— Вот сукин сын этот самый Бренер! Ох, каторжная морда, чего удумал! Натуральная ехидна...
Соколов грозно раздул щеки:
— Что еще такое?
Полицмейстер по дороге успел заглянуть в трактир, дабы в трудное мгновение придать себе отважности. Он нахраписто продолжал:
— Народ, говорю, нынче весь исхитрился. Вы, граф, стало быть, нас покинули. Коляска ваша, Аполлинарий Николаевич, едва за угол, как этот обормот закатил глаза, что тебе воробей в силке, жалобно эдак стонет: «Умираю! Сердечный приступ жуткой силы. Подайте мне таблетки, что на кухне лежат в аптечном ящичке, артигоном называются. Только они спасут мою несчастную жизнь!»
— И что? — Соколов выдохнул, догадываясь об исходе этого маневра.
— Приказываю Коху: «Тащи этот самый артигон!» Тот принес коробочку. Чтобы руки арестанту не развязывать-завязывать, я самолично сунул ему в рот таблетку и хотел даже водицы дать запить. Не успел! Бренер вдруг брякнулся на землю, изо рта розовая пена изошла, задергался руками-ногами — не откачали! Собаке собачья смерть.
— Ты, пес, хоть знаешь, что такое артигон? — Соколов крикнул так, что стекла в окнах задрожали. — Триппер лечить! И он не в таблетках — в ампулах. Ты у меня, подлец, этапом в Сибирь пойдешь, кандалами бренчать будешь!
Полицмейстер неосмотрительно стал возражать:
— Так вам бы, Аполлинарий Николаевич, до полной отправки арестанта в тюрьму остаться бы...

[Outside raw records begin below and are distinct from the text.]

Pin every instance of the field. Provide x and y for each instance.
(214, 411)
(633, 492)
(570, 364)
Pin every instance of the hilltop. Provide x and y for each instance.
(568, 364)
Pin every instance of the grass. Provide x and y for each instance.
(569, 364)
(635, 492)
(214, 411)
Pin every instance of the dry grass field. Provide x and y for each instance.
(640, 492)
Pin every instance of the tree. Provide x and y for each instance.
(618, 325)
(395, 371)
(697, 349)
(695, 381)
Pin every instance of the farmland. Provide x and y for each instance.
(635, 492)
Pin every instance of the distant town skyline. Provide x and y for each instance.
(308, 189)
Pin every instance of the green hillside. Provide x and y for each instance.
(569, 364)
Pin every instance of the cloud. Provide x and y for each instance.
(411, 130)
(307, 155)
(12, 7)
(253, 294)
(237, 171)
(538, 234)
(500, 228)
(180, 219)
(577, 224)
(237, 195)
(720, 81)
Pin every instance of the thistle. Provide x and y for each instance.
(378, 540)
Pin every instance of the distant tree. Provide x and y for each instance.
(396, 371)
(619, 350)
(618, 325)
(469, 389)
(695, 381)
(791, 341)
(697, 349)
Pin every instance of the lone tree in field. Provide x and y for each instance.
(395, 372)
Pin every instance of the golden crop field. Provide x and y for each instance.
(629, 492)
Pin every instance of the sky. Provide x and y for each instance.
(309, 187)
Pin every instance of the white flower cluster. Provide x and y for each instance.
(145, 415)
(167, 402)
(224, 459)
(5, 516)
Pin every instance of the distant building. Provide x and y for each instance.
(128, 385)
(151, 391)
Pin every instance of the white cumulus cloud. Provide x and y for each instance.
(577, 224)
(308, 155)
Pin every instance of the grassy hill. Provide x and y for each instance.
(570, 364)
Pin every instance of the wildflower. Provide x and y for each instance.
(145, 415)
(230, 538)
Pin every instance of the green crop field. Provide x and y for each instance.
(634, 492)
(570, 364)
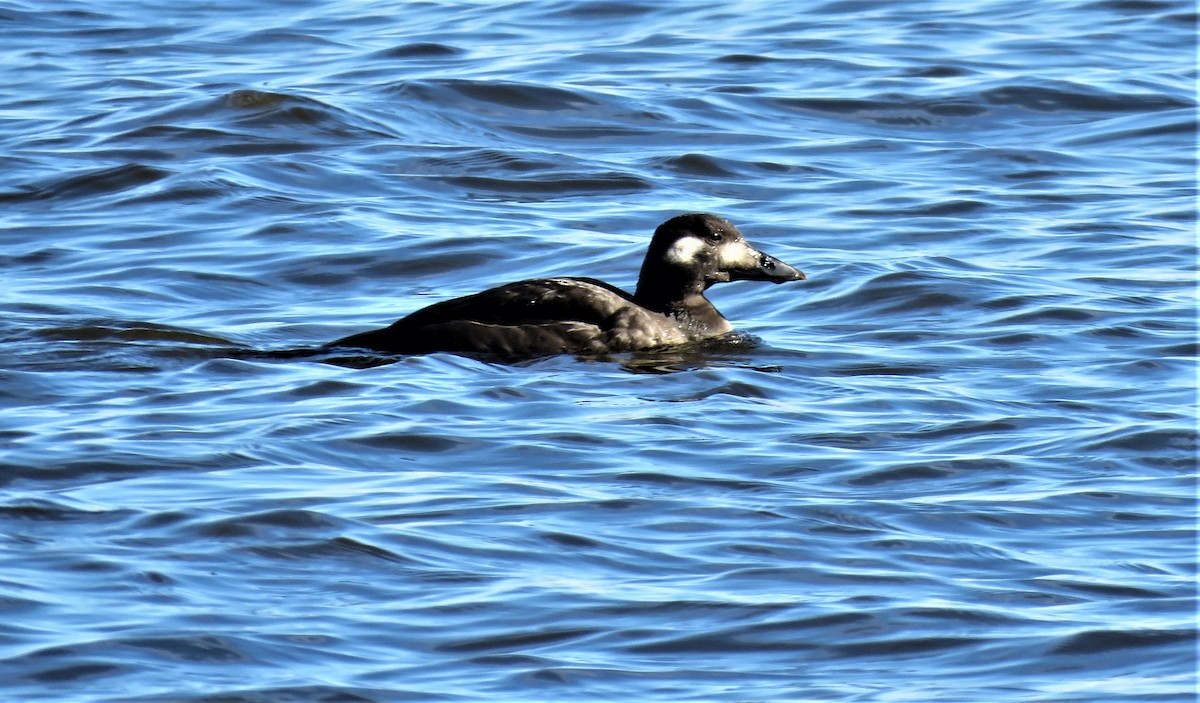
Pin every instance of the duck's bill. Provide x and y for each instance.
(748, 264)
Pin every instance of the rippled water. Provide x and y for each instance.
(957, 464)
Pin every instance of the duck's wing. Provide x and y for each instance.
(527, 318)
(540, 300)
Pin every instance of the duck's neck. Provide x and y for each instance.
(687, 304)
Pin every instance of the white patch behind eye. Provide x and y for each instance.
(684, 251)
(738, 254)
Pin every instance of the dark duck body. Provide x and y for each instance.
(589, 317)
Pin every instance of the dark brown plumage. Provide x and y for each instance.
(583, 316)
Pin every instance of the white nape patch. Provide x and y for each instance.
(737, 254)
(684, 250)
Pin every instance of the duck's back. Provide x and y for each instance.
(544, 316)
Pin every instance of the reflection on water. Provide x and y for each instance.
(957, 464)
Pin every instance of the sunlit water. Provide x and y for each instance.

— Ах, какой обалдуй дерзкий! — Соколов распахнул окно, ухватил благим матом оравшего полицмейстера и, на потеху народа, за ноги опустил его со второго этажа, уткнув носом прямо в клумбу с увядшими астрами и гладиолусами.
Когда страсти малость улеглись, Сахаров, еще не привыкший к воспитательным методам Соколова и повеселившийся изрядно, задумчиво сказал:
— Надо жить так, чтобы даже наши оплошности шли во вред врагам нашим...
Соколов с интересом взглянул в лицо начальника московской охранки:
— Ты, Евгений Вячеславович, на выдумки хорош, да и я кое-что смекнул.
Рогожин, основательный, как дубовый шкаф, во всем
серьезный и рассудительный мужчина лет сорока пяти, с сомнением пробасил:
— Тут уж как ни прикидывай, остается одно — хоронить покойника... Можно, конечно, без отпевания и за оградой кладбищенской.
Соколов грустно покачал головой, иронично произнес:
— Очень большая беда для Бренера — за оградой! Ты его хоть пугалом на огороде воткни — ему безразлично. А вот если... — Он задумался, вдруг счастливо улыбнулся: — Мысль родилась веселенькая! Эй, Дьяков, Кох, бегом сюда!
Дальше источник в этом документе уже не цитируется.